Kim Petty — volunteer service manager of the Union County service group and troop leader for Troop 391 — said she was pleased with the turnout despite the fact that many of the scouts had other obligations Saturday such as ball games and an Emerge field trip.
Petty also introduced Sara McCutcheon, who serves as the Community Development Manager for Girl Scouts service groups in Union, Laurens and Newberry counties, as well as a service group in the Midlands which includes the St. Andrews/Lexington/Richland District 5/Chapin area.
McCutcheon discussed the nationwide launch of an advocacy initiative known as “ToGetHer There.” The ToGetHer There initiative is dedicated to girls’ leadership issues, with the long-term goal of creating balanced leadership in a single generation.
“This is not just about girl scouts; it’s about girls in general,” McCutcheon said, pointing out the lack of female representation in leadership.
McCutcheon said 61 percent of girls are either deeply ambivalent about leadership or say that it’s not important to them. She also said negative influences abound, including peer pressure to not stand out, unhealthy images in media regarding beauty, a lack of mentors, little support for girls with an interest in STEM (science, technology, engineering and math) and bullying.
“This cycle of discouragement that begins in grade school goes on to have far-reaching impact on our society,” McCutcheon said. “We can do better for our girls.”

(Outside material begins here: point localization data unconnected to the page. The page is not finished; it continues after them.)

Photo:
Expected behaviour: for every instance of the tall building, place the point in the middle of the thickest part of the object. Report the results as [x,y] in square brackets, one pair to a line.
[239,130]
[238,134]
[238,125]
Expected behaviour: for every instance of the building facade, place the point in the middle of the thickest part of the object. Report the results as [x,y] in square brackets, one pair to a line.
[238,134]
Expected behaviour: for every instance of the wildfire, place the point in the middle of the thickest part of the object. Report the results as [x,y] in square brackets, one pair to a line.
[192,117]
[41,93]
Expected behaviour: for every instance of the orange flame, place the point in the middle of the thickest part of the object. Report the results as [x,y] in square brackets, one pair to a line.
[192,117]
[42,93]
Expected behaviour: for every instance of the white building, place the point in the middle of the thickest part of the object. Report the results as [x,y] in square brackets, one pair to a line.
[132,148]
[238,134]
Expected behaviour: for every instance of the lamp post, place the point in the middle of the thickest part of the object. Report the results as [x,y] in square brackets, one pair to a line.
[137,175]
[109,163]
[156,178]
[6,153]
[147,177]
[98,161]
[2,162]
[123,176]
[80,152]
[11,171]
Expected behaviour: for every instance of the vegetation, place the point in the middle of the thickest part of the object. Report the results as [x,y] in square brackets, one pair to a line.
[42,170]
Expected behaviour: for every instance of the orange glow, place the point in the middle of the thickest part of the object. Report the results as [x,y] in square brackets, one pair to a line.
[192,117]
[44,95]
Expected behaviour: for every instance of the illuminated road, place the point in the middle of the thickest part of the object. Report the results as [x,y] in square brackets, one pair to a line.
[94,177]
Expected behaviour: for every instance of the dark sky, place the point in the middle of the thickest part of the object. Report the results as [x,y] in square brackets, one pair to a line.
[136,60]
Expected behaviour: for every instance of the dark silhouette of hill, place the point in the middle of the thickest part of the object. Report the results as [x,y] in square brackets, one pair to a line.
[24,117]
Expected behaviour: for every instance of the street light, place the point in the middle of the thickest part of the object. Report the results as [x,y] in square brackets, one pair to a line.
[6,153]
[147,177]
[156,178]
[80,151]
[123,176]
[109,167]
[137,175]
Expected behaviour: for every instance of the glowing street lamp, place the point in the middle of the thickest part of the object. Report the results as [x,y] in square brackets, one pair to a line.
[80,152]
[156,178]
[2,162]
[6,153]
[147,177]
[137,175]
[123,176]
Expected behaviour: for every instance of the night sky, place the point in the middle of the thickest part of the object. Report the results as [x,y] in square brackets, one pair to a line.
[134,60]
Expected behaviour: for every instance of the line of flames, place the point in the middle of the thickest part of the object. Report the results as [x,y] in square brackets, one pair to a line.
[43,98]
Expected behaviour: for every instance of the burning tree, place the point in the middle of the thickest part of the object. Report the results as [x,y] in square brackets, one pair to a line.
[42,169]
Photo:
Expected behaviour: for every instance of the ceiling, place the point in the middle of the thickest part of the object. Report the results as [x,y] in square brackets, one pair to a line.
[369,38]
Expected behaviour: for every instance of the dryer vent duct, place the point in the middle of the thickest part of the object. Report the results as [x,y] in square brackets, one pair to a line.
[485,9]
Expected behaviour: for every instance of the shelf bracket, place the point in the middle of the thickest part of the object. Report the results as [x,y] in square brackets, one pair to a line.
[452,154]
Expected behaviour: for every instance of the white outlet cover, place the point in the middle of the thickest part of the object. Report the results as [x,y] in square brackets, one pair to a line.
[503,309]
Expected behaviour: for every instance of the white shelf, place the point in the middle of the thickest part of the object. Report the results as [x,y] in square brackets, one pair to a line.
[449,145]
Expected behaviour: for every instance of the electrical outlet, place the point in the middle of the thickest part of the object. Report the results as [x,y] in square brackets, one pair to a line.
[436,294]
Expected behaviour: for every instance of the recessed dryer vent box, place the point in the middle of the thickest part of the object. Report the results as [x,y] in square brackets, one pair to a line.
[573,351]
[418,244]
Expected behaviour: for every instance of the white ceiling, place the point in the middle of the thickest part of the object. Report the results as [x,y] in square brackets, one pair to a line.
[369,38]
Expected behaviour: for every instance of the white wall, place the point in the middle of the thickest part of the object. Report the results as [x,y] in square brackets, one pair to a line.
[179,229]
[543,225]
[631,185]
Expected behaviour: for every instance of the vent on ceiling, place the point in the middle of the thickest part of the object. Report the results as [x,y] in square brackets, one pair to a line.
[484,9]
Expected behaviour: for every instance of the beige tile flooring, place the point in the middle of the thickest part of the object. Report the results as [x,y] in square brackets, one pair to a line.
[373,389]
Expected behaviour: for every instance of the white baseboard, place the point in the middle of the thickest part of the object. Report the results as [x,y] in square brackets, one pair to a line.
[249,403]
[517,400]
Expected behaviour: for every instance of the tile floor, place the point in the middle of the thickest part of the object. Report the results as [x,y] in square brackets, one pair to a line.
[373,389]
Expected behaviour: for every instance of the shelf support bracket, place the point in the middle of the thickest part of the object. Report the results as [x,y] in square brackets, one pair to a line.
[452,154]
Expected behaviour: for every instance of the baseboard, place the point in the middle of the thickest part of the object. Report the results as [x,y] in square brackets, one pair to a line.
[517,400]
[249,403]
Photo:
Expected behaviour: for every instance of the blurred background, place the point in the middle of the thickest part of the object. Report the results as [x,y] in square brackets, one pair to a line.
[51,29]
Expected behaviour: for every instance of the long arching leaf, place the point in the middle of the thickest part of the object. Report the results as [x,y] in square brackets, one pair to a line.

The ToGetHer There pledge encourages others to be leaders and inspire girls by becoming informed about female leadership, speaking up for supportive environments in the community and investing in girls to invest in the future. More information about the ToGetHer There may be found at www.togetherthere.org.
Mayor Harold Thompson offered advice to the girl scouts before reading the official proclamation.
“Girl Scouts of the USA gives girls an opportunity to have wonderful adventures, but most importantly to be leaders,” Thompson said, turning his attention toward the scouts. “Always remember to do your best no matter what the task may be. No one expects you to be perfect, but when you do your best, nothing more can be asked of you.”
The proclamation included information regarding the history of the 100-year-old Girl Scouts of the USA, which began in 1912 when Savannah, GA native Juliette “Daisy” Gordon Low gathered 18 girls to provide them the opportunity to develop physically, mentally and spiritually. The object: to help build millions of girls and women of courage, confidence and character who act to make the world a better place.
Through the dedication, time and talent of volunteers of different backgrounds, abilities, and areas of expertise, the Girl Scout Program is brought to more than 154 girls in grades K-12 across Union County. Today, more than 50 million American women are Girl Scout alumnae, 3.2 million girls and adult volunteers are active members and Girl Scouts is the largest member of the World Association of Girl Guides and Girl Scouts, a global movement comprised of more than 10 million girls in 145 countries worldwide.